My 'debt' of $1600 has caused considerable anxiety and depression.
I know without a doubt I do not owe any money as I accurately and faithfully reported my earnings every fortnight.
Initially I was told I will have to pay the money back because my previous employer at the time could or would not provide my payslips. When my case went to review I was told apart from not being able to prove my earnings, someone at Centrelink took me off reporting for a 6 week period and therefore I now owe back what I was payed during that period. This is despite the fact that I was still recording my earnings fortnightly.
I was told after questioning why I am now required to pay for a Centrelink mistake, that I should have known and then let them know they made an error.
I was also told I was sent out letters from Centrelink to which I should have responded, and if I had then this would have been fixed up. I never received any correspondence from Centrelink at all so I could not respond.
I was also told I could submit my bank statements to prove that I was earning money even though it would only be my net income.. When I said I would do that I was then told I couldn't as it wouldn't be accepted.
Debbie was the name of the woman who did my review. I answered every question she asked and explained everything to do with my 'debt'. She was agreeable and sympathetic until each time she seemed to remember half way through the conversation that it was her job to make me believe I was deliberately defrauding the system. Then she would quote legislation to me that I was contravening.
Eventually I ended up in tears in sheer frustration at her pretending to agree and sympathise then completely backtrack as soon as she thought of a way she could counter me. She then asked me if there was anything I would like to say in my defense.
What was the point, I asked, as you will only turn it around and make it look like I was af fault for Centrelink's obvious error? "Well", she said, "You can vent.

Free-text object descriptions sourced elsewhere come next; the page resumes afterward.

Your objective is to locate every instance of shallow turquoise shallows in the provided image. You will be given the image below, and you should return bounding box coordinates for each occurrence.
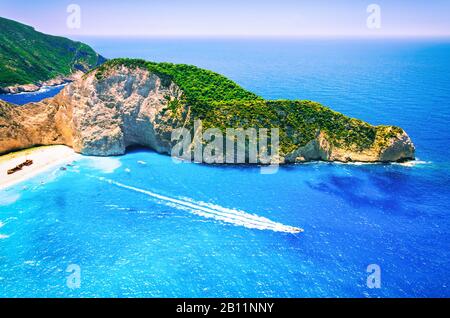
[1,39,450,297]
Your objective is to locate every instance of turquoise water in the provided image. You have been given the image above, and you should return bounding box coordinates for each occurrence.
[1,39,450,297]
[0,84,66,105]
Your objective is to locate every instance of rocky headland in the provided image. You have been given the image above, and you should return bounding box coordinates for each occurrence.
[0,59,415,164]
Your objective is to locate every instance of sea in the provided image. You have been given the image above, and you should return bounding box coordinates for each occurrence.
[0,38,449,297]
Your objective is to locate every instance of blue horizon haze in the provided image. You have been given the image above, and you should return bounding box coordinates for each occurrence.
[1,0,450,37]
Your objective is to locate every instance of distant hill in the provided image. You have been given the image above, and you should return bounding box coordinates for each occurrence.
[0,16,105,88]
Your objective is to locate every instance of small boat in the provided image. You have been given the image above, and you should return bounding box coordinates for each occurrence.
[7,166,22,175]
[6,159,34,175]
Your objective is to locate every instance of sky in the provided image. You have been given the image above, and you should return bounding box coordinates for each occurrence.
[1,0,449,37]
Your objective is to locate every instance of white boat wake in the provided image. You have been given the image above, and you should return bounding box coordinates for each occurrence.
[0,221,7,239]
[97,177,303,234]
[0,217,17,239]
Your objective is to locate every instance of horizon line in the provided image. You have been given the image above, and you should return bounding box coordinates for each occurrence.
[64,34,450,40]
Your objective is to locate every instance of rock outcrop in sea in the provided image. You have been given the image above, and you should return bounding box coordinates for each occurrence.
[0,60,415,163]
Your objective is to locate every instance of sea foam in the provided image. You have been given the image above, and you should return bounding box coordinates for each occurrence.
[0,192,21,206]
[394,159,432,167]
[85,157,122,173]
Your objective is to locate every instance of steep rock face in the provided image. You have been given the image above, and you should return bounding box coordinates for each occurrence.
[0,65,415,163]
[286,129,415,163]
[0,100,72,154]
[60,65,182,155]
[379,131,416,162]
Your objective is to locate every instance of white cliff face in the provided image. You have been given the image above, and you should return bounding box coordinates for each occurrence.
[379,131,416,162]
[0,65,415,163]
[284,129,415,163]
[58,65,183,156]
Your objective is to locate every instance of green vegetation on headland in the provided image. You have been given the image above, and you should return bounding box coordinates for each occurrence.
[96,58,403,153]
[0,16,105,88]
[198,100,403,153]
[95,58,260,104]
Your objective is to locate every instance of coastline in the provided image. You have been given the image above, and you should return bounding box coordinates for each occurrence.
[0,145,78,190]
[0,71,83,95]
[0,82,68,97]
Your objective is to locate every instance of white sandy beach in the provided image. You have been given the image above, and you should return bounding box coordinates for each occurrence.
[0,145,77,190]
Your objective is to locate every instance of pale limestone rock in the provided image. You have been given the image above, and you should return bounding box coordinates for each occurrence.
[0,65,415,163]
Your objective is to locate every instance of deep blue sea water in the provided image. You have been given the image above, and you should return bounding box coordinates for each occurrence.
[1,38,450,297]
[0,84,66,105]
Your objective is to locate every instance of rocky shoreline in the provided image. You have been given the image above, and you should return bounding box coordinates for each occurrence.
[0,71,84,95]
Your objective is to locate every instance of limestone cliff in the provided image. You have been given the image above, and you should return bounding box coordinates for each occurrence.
[0,61,415,163]
[0,100,72,153]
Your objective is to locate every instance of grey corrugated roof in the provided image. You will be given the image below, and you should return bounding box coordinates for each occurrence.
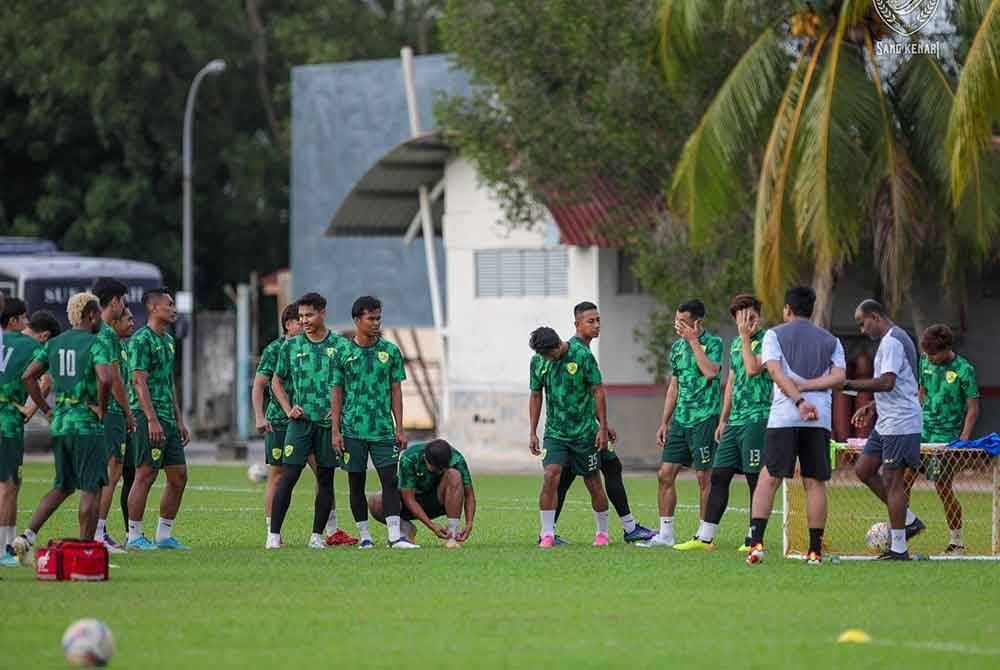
[325,132,450,236]
[0,254,162,281]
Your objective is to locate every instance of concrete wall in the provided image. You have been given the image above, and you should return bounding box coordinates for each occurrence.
[194,311,235,434]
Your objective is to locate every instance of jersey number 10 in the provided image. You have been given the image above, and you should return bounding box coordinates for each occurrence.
[58,349,77,376]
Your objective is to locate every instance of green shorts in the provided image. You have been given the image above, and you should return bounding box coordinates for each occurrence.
[133,413,185,469]
[342,437,399,473]
[283,420,338,469]
[401,490,446,521]
[103,412,129,464]
[265,424,288,466]
[922,433,959,481]
[53,433,109,492]
[0,434,24,484]
[542,435,600,476]
[662,416,718,470]
[714,420,765,474]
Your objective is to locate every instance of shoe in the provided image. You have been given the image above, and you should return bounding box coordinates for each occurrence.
[737,543,751,553]
[905,517,926,540]
[538,535,556,548]
[537,534,570,546]
[623,524,656,543]
[126,536,159,551]
[265,534,281,549]
[674,538,716,552]
[636,534,674,548]
[593,532,610,546]
[325,529,359,546]
[308,535,326,549]
[444,538,460,549]
[358,538,375,550]
[12,536,33,565]
[746,543,765,565]
[388,538,420,549]
[155,537,191,550]
[101,533,126,555]
[1,554,19,567]
[806,551,822,565]
[877,549,909,560]
[943,543,965,556]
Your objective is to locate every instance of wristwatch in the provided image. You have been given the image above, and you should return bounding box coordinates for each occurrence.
[794,397,805,407]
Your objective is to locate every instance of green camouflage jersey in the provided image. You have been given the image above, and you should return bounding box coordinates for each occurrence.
[920,353,979,442]
[530,338,602,442]
[669,331,723,427]
[33,329,111,436]
[397,442,473,495]
[128,326,177,424]
[275,330,343,427]
[96,322,123,415]
[256,337,293,426]
[109,334,131,416]
[726,330,773,425]
[0,332,42,437]
[331,337,406,440]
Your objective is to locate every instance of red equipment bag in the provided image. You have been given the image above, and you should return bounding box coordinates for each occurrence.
[35,539,109,582]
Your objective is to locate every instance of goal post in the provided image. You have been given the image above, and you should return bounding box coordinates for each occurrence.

You can tell me how you feel about it and it will make you feel better".
I hung up.
This is a department who is not interested in the truth, or the effect that their attitudes and system has on people, or the hardship they put you under.
I now live with the constant anxiety that I am going to get another debt letter for some other debt I do not owe.

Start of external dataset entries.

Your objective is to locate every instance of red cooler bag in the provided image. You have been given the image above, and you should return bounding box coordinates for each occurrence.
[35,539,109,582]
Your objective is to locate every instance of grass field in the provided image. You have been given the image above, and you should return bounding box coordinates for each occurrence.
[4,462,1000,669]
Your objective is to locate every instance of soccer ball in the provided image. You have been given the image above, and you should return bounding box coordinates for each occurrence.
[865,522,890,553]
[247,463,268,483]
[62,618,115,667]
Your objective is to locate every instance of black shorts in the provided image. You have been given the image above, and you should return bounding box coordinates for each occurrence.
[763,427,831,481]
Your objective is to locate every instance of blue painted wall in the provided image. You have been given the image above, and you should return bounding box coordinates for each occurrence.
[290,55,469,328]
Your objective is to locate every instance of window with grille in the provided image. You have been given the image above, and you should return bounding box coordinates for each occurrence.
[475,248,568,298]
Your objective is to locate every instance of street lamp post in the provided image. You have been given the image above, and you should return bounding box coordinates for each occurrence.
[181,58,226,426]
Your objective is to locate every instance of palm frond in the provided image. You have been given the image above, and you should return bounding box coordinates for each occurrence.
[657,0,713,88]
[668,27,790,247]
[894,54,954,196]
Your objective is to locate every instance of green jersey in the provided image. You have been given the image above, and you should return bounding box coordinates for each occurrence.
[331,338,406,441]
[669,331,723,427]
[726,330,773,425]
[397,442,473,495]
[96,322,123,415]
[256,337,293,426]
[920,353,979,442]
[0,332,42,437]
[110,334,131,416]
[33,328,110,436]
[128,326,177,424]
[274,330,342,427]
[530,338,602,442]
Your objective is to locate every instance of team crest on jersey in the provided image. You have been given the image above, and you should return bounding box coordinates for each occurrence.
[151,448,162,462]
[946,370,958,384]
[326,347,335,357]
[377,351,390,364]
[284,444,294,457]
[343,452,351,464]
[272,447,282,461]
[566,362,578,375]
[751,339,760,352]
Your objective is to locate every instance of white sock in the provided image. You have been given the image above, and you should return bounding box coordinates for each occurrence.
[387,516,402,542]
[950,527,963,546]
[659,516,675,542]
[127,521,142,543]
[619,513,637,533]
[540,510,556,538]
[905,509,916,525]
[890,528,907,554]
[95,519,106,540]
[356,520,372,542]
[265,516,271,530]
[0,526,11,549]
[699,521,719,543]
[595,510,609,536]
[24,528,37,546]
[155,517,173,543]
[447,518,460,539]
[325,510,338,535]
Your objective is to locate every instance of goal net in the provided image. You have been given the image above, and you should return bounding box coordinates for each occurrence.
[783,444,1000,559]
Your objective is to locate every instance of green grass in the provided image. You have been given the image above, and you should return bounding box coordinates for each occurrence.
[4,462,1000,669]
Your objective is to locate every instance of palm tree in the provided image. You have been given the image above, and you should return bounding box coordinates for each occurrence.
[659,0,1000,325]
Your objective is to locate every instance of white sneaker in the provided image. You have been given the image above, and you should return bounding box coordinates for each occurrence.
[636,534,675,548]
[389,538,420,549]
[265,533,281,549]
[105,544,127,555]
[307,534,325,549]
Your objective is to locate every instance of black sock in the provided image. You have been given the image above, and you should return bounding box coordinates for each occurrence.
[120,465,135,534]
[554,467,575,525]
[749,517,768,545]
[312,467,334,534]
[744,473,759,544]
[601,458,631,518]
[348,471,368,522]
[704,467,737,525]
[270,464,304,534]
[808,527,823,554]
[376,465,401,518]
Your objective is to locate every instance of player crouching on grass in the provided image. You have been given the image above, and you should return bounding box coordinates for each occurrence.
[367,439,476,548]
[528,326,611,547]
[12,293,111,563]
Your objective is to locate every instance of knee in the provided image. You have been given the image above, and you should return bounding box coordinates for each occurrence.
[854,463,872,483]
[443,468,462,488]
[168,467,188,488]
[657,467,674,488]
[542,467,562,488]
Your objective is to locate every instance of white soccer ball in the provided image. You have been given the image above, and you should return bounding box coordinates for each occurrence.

I find it very distressing to read other people's stories of bullying and deceit from Centrelink as it triggers what I am feeling.

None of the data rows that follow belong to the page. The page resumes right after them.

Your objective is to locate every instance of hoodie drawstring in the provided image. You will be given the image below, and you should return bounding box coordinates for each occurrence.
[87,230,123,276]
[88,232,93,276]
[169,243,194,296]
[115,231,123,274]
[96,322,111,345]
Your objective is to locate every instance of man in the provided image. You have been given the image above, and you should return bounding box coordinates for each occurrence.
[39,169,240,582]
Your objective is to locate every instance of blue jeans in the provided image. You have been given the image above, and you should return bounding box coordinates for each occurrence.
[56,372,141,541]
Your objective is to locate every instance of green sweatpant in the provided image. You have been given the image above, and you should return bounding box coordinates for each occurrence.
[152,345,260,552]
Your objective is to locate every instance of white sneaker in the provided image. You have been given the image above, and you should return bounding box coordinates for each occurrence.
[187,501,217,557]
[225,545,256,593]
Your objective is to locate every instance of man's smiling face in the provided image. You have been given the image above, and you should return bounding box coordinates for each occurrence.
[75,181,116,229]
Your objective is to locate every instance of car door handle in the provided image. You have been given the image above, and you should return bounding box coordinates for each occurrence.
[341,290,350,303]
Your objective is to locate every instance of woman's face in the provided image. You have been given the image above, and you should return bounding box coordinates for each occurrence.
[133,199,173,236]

I am a 54 year old divorcee, left penniless by the divorce, trying to get a uni degree so I can to get a job.
I am not on centrelink by choice, it is survival. I cannot work more than a day a week to supplement my Austudy.
With Centrelink and my job, after they have deducted their 'debt' repayment, I am living on $255 a week.
After rent I have $105 a week to live off.
It barely pays for my food, let alone anything else.
Of course, food is the last thing you buy as the bills have to come first.
I have to call centrelink this week to update how much money will be deducted from my Austudy for my 'debt'.
I am extremely anxious that they will want to deduct more than $20 a week as this is less than the minimum deduction they usually take.